I asked my cab driver if he saw George’s bombers coming in last week, and he said yeah. His only comment about the whole thing was that the planes were really loud.
Stealth bombers, they’re called.
Guam is an unincorporated territory of the United States. Its residents are U.S. citizens, but they can’t vote in national elections, they have no voice in the senate, and while they are allowed one congressman, that representative can’t vote, so I’m not sure what the point of that is. They’ve been lobbying to be turned into a U.S. Commonwealth. I don’t know what that gets them, but regardless, it doesn’t look like it’s going to happen anytime soon.
The people are a strange ethnic mix of native Chamoro islander, Spanish, and Japanese. There also seem to be a lot of Fillipinos, which is a similar mix.
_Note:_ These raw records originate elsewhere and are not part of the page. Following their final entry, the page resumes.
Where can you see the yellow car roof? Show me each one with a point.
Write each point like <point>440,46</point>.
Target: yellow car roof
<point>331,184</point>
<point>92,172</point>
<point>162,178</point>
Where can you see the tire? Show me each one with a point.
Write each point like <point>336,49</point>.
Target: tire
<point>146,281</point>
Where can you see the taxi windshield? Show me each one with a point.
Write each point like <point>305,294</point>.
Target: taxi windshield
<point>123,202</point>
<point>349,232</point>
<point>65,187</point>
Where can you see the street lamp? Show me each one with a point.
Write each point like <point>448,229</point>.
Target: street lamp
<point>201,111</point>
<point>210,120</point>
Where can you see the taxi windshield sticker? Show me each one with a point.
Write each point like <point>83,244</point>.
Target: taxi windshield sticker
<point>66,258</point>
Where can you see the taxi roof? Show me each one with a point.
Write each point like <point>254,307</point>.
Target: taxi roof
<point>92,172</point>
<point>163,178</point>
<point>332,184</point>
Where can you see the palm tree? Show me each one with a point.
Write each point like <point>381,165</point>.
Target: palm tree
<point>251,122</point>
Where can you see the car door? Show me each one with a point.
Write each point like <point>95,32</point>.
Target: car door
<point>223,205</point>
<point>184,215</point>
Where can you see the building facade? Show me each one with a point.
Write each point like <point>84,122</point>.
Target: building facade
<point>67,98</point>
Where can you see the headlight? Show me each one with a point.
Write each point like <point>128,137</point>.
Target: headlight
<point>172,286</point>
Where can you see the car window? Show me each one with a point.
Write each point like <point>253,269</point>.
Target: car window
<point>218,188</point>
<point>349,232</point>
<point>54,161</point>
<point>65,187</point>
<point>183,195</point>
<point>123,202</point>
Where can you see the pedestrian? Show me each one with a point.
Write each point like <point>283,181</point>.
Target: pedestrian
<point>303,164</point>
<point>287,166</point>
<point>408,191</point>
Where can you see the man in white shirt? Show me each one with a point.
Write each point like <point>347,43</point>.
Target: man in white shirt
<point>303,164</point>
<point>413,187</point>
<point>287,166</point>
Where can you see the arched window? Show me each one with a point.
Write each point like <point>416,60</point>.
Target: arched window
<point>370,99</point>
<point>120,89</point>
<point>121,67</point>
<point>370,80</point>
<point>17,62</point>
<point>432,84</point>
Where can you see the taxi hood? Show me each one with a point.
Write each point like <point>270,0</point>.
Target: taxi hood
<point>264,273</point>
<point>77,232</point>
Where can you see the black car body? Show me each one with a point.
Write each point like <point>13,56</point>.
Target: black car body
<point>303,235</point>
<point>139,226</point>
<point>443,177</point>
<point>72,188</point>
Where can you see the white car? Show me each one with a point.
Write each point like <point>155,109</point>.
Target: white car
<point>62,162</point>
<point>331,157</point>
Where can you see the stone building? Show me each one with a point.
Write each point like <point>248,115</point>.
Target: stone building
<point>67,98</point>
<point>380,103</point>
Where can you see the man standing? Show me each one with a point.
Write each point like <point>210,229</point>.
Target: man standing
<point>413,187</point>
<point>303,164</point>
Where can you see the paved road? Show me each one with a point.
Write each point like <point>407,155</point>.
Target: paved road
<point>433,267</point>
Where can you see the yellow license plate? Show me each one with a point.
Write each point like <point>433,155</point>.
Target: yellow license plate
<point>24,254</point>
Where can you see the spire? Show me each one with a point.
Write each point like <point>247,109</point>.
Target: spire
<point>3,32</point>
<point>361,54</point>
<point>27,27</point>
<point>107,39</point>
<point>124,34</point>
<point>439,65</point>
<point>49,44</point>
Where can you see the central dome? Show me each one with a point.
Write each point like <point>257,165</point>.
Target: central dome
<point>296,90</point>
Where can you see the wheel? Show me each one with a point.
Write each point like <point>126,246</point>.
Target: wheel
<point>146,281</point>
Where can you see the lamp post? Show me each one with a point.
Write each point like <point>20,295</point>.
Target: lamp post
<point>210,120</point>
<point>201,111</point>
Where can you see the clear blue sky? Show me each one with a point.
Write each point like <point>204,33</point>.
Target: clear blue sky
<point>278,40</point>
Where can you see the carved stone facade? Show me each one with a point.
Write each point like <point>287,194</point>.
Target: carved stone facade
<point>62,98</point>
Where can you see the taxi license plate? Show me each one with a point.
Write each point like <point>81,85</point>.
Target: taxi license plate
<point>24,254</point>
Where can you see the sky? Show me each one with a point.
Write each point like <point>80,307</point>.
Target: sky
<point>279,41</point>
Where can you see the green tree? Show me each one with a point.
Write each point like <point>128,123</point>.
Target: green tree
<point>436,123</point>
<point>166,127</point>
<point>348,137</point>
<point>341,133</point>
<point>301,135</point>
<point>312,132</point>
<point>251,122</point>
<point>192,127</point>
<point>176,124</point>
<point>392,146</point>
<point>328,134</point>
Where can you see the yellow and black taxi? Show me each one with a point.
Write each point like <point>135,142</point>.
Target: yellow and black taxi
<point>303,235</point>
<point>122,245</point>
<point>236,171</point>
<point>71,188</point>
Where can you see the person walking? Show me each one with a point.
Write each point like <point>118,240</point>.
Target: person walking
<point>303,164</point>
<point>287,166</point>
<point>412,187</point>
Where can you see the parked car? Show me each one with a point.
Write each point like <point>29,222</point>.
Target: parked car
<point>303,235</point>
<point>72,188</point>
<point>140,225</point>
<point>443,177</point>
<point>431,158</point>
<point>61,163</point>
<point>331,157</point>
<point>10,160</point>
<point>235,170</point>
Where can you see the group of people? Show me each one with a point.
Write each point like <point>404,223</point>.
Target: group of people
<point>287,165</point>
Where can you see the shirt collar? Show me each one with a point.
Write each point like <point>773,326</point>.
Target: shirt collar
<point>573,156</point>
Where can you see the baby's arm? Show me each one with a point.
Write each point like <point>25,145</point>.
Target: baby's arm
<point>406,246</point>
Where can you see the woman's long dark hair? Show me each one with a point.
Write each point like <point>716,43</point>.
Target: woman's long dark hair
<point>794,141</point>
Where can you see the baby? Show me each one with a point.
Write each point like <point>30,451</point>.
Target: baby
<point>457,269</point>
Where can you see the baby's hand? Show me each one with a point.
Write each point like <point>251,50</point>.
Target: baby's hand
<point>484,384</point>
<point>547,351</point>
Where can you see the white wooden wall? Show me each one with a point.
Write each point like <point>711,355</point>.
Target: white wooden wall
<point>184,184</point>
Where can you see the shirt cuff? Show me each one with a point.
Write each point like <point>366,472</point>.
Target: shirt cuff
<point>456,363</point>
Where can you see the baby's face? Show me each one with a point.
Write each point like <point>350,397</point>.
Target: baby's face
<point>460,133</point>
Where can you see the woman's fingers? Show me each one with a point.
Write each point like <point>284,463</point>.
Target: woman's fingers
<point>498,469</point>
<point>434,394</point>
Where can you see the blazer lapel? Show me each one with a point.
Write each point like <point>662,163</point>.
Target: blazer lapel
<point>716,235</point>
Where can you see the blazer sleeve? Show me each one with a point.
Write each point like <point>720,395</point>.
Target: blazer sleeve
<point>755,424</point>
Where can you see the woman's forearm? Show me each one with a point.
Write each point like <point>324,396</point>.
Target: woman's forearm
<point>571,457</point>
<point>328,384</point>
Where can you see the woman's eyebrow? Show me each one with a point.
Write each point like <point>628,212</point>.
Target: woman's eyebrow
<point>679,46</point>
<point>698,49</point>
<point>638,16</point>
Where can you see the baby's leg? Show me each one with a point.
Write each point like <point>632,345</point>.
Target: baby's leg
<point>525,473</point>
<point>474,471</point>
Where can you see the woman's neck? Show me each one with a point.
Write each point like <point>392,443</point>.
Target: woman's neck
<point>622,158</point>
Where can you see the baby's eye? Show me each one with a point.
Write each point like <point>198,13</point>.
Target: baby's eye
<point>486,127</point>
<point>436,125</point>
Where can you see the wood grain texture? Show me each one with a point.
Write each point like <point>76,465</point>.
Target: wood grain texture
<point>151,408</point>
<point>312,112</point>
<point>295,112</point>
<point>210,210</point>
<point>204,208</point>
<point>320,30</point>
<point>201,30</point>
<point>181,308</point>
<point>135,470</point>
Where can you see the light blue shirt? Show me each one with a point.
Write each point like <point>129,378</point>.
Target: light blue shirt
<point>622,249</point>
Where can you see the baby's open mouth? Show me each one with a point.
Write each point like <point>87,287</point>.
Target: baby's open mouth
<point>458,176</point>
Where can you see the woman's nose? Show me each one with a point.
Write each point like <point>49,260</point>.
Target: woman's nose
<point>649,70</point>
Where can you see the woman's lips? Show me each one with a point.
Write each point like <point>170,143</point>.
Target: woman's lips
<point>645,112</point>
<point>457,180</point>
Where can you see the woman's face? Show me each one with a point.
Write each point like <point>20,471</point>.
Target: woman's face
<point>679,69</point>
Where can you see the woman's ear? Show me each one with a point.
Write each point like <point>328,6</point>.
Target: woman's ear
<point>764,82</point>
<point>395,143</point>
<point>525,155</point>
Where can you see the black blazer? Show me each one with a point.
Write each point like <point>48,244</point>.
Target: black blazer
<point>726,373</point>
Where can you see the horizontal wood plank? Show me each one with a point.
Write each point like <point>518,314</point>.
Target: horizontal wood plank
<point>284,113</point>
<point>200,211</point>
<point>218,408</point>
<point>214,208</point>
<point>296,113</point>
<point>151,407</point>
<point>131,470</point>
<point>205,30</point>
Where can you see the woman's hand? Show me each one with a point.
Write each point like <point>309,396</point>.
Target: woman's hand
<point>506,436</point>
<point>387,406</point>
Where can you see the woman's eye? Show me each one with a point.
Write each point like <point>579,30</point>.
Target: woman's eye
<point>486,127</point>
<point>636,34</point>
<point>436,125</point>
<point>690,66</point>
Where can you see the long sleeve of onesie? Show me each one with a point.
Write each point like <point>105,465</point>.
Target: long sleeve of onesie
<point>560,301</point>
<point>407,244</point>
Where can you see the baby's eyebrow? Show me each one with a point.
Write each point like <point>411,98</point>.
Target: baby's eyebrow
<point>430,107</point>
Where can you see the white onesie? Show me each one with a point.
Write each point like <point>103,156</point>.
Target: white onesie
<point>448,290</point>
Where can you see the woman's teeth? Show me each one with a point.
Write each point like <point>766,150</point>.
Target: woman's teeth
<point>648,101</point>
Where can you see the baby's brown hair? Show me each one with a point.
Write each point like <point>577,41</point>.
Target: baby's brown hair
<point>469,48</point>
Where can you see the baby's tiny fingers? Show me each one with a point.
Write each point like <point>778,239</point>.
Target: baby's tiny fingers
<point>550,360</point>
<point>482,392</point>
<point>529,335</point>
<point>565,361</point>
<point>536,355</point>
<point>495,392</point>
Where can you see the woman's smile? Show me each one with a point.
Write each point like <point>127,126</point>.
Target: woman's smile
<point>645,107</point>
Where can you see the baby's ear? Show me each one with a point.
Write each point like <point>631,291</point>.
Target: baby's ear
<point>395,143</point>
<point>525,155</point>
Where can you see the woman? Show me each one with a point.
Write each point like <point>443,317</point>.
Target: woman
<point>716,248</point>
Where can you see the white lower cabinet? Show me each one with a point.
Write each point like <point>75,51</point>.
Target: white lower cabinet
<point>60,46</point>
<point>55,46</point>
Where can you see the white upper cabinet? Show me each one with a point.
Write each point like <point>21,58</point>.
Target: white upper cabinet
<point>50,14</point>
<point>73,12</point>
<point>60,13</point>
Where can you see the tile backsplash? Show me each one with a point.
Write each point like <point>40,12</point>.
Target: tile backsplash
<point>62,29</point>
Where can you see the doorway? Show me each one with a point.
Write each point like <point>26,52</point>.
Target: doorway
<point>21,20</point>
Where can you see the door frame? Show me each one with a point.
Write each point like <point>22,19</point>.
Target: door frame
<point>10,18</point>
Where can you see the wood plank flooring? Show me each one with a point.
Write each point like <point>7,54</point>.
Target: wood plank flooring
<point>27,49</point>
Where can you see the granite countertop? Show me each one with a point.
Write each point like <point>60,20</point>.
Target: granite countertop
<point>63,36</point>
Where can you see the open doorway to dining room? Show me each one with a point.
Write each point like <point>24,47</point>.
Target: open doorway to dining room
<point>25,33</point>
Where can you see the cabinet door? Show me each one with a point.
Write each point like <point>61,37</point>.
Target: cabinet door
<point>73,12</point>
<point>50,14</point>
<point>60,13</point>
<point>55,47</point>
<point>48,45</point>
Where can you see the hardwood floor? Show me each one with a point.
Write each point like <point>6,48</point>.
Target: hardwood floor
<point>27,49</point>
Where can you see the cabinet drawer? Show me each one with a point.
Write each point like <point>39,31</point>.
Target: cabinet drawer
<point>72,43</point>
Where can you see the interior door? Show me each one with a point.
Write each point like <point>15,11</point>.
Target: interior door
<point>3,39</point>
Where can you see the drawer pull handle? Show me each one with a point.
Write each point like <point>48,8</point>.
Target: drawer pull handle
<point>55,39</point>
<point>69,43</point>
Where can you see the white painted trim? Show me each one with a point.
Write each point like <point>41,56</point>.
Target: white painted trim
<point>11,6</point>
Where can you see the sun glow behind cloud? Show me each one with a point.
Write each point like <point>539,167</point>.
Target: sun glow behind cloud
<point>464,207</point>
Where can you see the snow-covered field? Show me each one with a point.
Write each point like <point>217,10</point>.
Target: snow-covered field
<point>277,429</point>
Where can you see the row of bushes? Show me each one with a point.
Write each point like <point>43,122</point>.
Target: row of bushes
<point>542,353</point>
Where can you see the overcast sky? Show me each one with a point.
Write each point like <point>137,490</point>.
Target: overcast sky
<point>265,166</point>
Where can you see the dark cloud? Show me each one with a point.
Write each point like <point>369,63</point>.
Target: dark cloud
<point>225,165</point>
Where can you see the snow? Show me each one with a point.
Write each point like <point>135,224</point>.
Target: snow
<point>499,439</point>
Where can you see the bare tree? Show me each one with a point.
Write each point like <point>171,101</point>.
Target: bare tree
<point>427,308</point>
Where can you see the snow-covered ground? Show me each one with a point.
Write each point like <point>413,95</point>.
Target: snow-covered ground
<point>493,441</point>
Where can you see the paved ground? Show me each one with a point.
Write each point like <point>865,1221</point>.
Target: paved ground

There are many Catholic churches around, and the last names mostly sound Spanish. There are tons of stores selling cheap video CDs of Chinese action movies, like you’d find in any Asian country. And there are a healthy number of strip clubs and brothels lining the outskirts of the tourist bubble. The general atmosphere reminds me a lot of the area just south of L.A.; Torrance, Long Beach, and around there. This is not an entirely pleasant atmosphere.
Guam is bigger than I expected. It’s about 60 miles from north to south, so way too big to walk around in a day — as I found out the hard way.
I went to the local Megaplex and saw my first movie in ages. It was Shanghai Knights. Probably the most anachronistic movie I’ve ever seen, but it was damn funny.
I’ve still got a lot of the New Zealand trip to cover. Lots of great pictures from the Milford trek, there’s the Hitler tree, and — Oh, dear God — the dolphins. The dolphins were incredible. So keep checking the New Zealand journal for a little while.
Calling a Micronesian island from anywhere, including here, is ridiculously expensive. It costs a couple dollars a minute. So I imagine internet is going to be pretty hard to come by and wildly overpriced. If you don’t hear from me for a week or so, that’ll be why.